My weak mind cannot conceive that there is a way to improve upon that.
Doesn't mean that it cannot happen, just that I am not able to imagine
it.
I take it back. If chess is proven, I know the answer and I do not have to make any moves. So the branching factor is 0.

I am still having trouble trying to visualize a branching factor between 0 and 1 though, or fractal branching factors.
Dann Corbit
Posts: 12540
Joined: Wed Mar 08, 2006 8:57 pm
Location: Redmond, WA USA

Re: Stockfish still scales poorly?

Post by Dann Corbit »

Dann Corbit wrote:
Dann Corbit wrote:
BBauer wrote:bob wrote:
{snip}NPS speedup may be an upper bound on parallel search speedup
I do not think that we have to accept even this.
Consider alpha-beta search. By examining information collected from the search we can provably search less nodes and get the same result.
Consider LMR. By examination of search results, our position in the tree, inherent dangers and a few other things we can search less nodes and get a superior DEEPER answer in the same amount of time. We did that by reduction of branching factor.
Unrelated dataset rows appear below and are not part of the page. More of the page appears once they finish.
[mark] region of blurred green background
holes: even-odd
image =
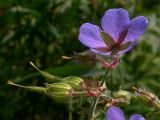
[[[42,85],[44,78],[29,65],[59,76],[94,76],[90,67],[62,60],[73,51],[87,50],[78,41],[81,24],[100,25],[110,8],[125,8],[131,18],[143,15],[149,28],[136,47],[122,56],[113,71],[113,85],[131,91],[138,85],[157,96],[160,91],[160,1],[159,0],[0,0],[0,120],[67,120],[68,105],[47,96],[7,85]],[[97,75],[102,75],[100,68]],[[120,86],[120,87],[119,87]],[[109,86],[113,89],[113,86]],[[140,104],[140,105],[139,105]],[[159,120],[149,106],[140,102],[126,108],[126,115],[141,113]],[[73,118],[79,117],[76,109]]]

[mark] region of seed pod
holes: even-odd
[[[69,84],[75,90],[80,90],[82,83],[84,82],[82,78],[76,76],[65,77],[62,79],[62,81]]]
[[[60,78],[58,78],[57,76],[54,76],[54,75],[51,75],[50,73],[47,73],[47,72],[45,72],[45,71],[41,71],[39,68],[37,68],[34,64],[33,64],[33,62],[29,62],[30,63],[30,65],[32,65],[36,70],[38,70],[41,74],[42,74],[42,76],[44,76],[45,78],[46,78],[46,80],[47,80],[47,82],[55,82],[56,80],[61,80]]]
[[[57,102],[67,102],[72,96],[72,87],[66,83],[46,84],[47,95]]]

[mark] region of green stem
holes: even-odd
[[[106,82],[106,78],[108,76],[108,73],[109,73],[109,70],[106,71],[106,73],[104,74],[103,78],[101,79],[100,86],[103,86],[104,83]],[[93,102],[92,102],[91,108],[90,108],[90,112],[89,112],[89,120],[93,120],[94,119],[95,110],[96,110],[96,107],[97,107],[97,103],[99,101],[99,97],[100,97],[100,95],[93,99]]]
[[[68,120],[72,120],[72,97],[70,98],[69,101],[69,118]]]

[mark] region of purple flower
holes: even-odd
[[[112,106],[106,112],[106,120],[125,120],[125,116],[119,107]],[[145,118],[140,114],[134,114],[129,120],[145,120]]]
[[[126,10],[109,9],[101,19],[101,26],[102,29],[84,23],[78,39],[97,54],[122,54],[132,49],[147,28],[148,20],[144,16],[130,20]]]

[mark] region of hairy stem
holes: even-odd
[[[104,83],[106,82],[106,78],[108,77],[108,73],[109,73],[109,69],[106,71],[103,78],[101,79],[100,86],[103,86]],[[91,103],[90,112],[89,112],[89,120],[94,120],[97,103],[99,101],[99,96],[95,97],[93,99],[93,102]]]

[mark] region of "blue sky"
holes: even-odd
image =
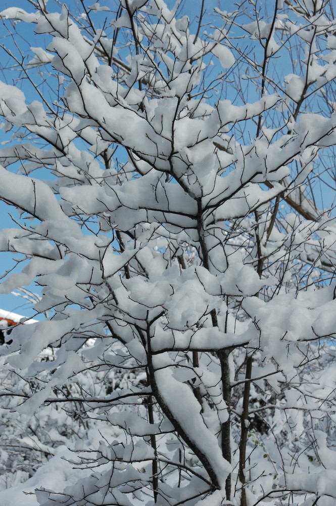
[[[105,0],[105,2],[104,0],[102,0],[100,3],[102,5],[104,5],[106,2],[107,2],[106,5],[110,4],[110,0],[109,0],[108,2],[107,0]],[[73,2],[71,2],[71,5],[79,5],[79,3],[77,0],[73,0]],[[85,2],[85,5],[87,6],[93,3],[94,3],[93,0],[87,0]],[[168,0],[167,3],[171,7],[174,5],[174,2],[172,0]],[[181,14],[187,13],[190,16],[191,24],[196,23],[197,22],[197,16],[200,11],[201,3],[202,0],[185,0],[185,2],[182,2],[179,8],[180,13]],[[212,15],[214,8],[218,7],[221,10],[233,11],[235,9],[234,3],[234,0],[206,0],[206,11],[203,18],[203,23],[210,26],[214,22],[215,18]],[[273,6],[273,3],[271,3],[272,6]],[[13,1],[5,0],[4,1],[3,0],[1,8],[2,9],[7,7],[12,7],[13,5],[29,12],[32,11],[32,6],[28,0],[17,0],[17,1],[16,0],[13,0]],[[271,5],[270,3],[269,5]],[[57,5],[54,0],[49,0],[47,4],[47,8],[50,12],[52,12],[54,10],[59,12],[61,8],[59,5]],[[103,24],[104,18],[104,12],[98,15],[98,19],[99,19],[100,16],[101,16],[102,24]],[[43,41],[41,39],[44,36],[35,34],[34,25],[20,22],[16,25],[15,28],[16,30],[14,30],[14,27],[12,25],[11,22],[7,22],[6,23],[4,23],[0,21],[0,43],[3,44],[6,48],[12,51],[17,57],[20,56],[20,49],[21,50],[23,54],[26,54],[29,51],[30,47],[43,46]],[[13,36],[12,33],[15,33],[14,36]],[[246,41],[247,39],[245,41],[242,40],[242,44],[248,44]],[[46,42],[46,41],[45,41]],[[46,42],[46,45],[47,45],[47,42]],[[11,68],[11,59],[3,50],[0,50],[0,55],[1,58],[0,61],[2,63],[0,69],[0,79],[9,84],[15,83],[17,86],[19,86],[24,91],[28,102],[35,99],[36,98],[36,92],[33,87],[30,85],[26,80],[23,80],[21,78],[22,75],[17,70]],[[217,69],[215,67],[213,67],[213,68],[214,71],[213,75],[215,75]],[[280,70],[281,73],[280,65],[277,70]],[[46,76],[46,74],[45,75]],[[47,80],[46,84],[48,84]],[[259,90],[256,92],[253,90],[251,90],[251,93],[249,95],[249,101],[252,102],[255,100],[257,100],[259,98],[258,93]],[[233,96],[228,96],[226,98],[230,98],[232,101],[235,98]],[[11,133],[6,134],[0,130],[0,142],[3,143],[8,142],[10,139],[11,135]],[[15,168],[13,167],[11,170],[14,170]],[[37,175],[35,175],[35,174],[33,175],[38,177]],[[50,178],[50,175],[46,171],[44,172],[40,171],[38,177],[44,178]],[[321,196],[325,197],[326,196],[327,199],[330,201],[333,199],[334,193],[334,191],[330,189],[326,192],[324,195]],[[9,216],[9,212],[13,214],[15,219],[19,219],[19,215],[14,208],[9,206],[0,201],[0,216],[1,216],[2,227],[3,228],[12,227],[13,226],[17,226],[13,224],[11,219]],[[13,260],[13,256],[14,258],[18,257],[19,258],[20,257],[20,256],[13,256],[9,253],[0,253],[0,271],[2,272],[14,267],[15,262]],[[35,287],[33,285],[29,287],[33,291],[35,290]],[[11,294],[0,295],[0,308],[9,311],[16,311],[25,316],[31,315],[31,305],[25,304],[23,300]]]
Now, I ask the kind audience to engage in a mind experiment with me. We are going to visualize something. Consider a CPU collection with as many real CPU cores as we see in today's high end video cards. We have literally tens of thousands of high energy threads at our disposal. Let's enhance our search by coloring the tree image we collect by coloring hot areas of the search (good for us) with hot colors like red and orange and bad areas with blues and greens. We've got some neurons that know how to process this information to guide the search so that we waste less time in the cold areas and more time in the hot areas. This is a kind of information that is not nearly so feasible to collect with a single threaded search. Perhaps there are pruning algorithms that can utilize parallel information to prune better. If this is the case, and we can further reduce the branching factor because of data collected in parallel (after all, we are already doing that in many ways with data collected serially) then perhaps the only limit that really exists is a branching factor of 1.0000000

My weak mind cannot conceive that there is a way to improve upon that.
Doesn't mean that it cannot happen, just that I am not able to imagine
it.
I take it back. If chess is proven, I know the answer and I do not have to make any moves. So the branching factor is 0.

I am still having trouble trying to visualize a branching factor between 0 and 1 though, or fractal branching factors.
Perhaps a sub-one branching factor can exist if chess were "nearly" proven, like checkers was a few years ago.